Lunga, lunghissima, vita ai sognatori e a chi si “industria” per energizzare la dialettica cittadina su tematiche solitamente relegate a spazi di discussione assai ristretti o contenute nelle accese parentesi delle grandi (e illusorie) promesse elettorali. Perché certi progetti possono piacere o meno, possono strappare applausi o trovare fischi assordanti, possono sembrare fattibili, assurdi o, addirittura, essere viziati da profili di illegittimità, ma hanno un merito indiscusso: riaccendono i riflettori dell’opinione pubblica sulle questioni civiche della nostra città, allargandone la partecipazione.
Tuttavia, non ce ne vogliano i “valorizzatori” a vario titolo del Vallone dei mulini, ma alla discussione manca un tassello fondamentale. Anzi, non un tassello, manca proprio un riflettore.

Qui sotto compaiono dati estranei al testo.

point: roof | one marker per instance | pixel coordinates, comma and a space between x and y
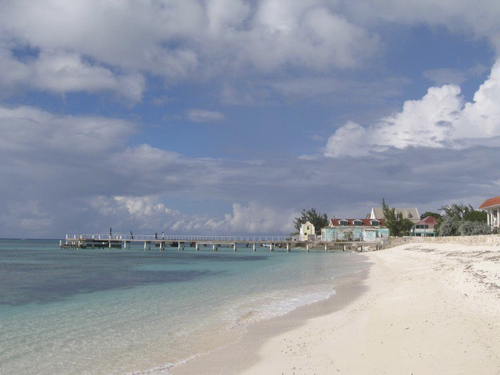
429, 220
350, 222
407, 212
490, 202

Prima di industriarsi in progetti più o meno complessi, quel sito, che è stato certificato – così com’è adesso – come uno dei luoghi più fotografati al mondo, è al buio.
Questo, infatti, è quello che si vede di sera, dalla ringhiera di viale Caruso.
Di notte, il Vallone dei mulini non esiste. Non è normale per quello che rappresenta.
E qui, sarebbe innanzitutto il caso di interrogarsi sul motivo per il quale non si è capaci di assicurare con continuità l’alimentazione elettrica di un “faretto della luce” (che c’era ma che comunque funzionava “ad intermittenza”). Ossia, l’ordinaria amministrazione. Che, per la verità, è reclamata da più parti. E costituirebbe una base di partenza essenziale per poter “sognare” e progettare anche lo “straordinario”. (g.d.)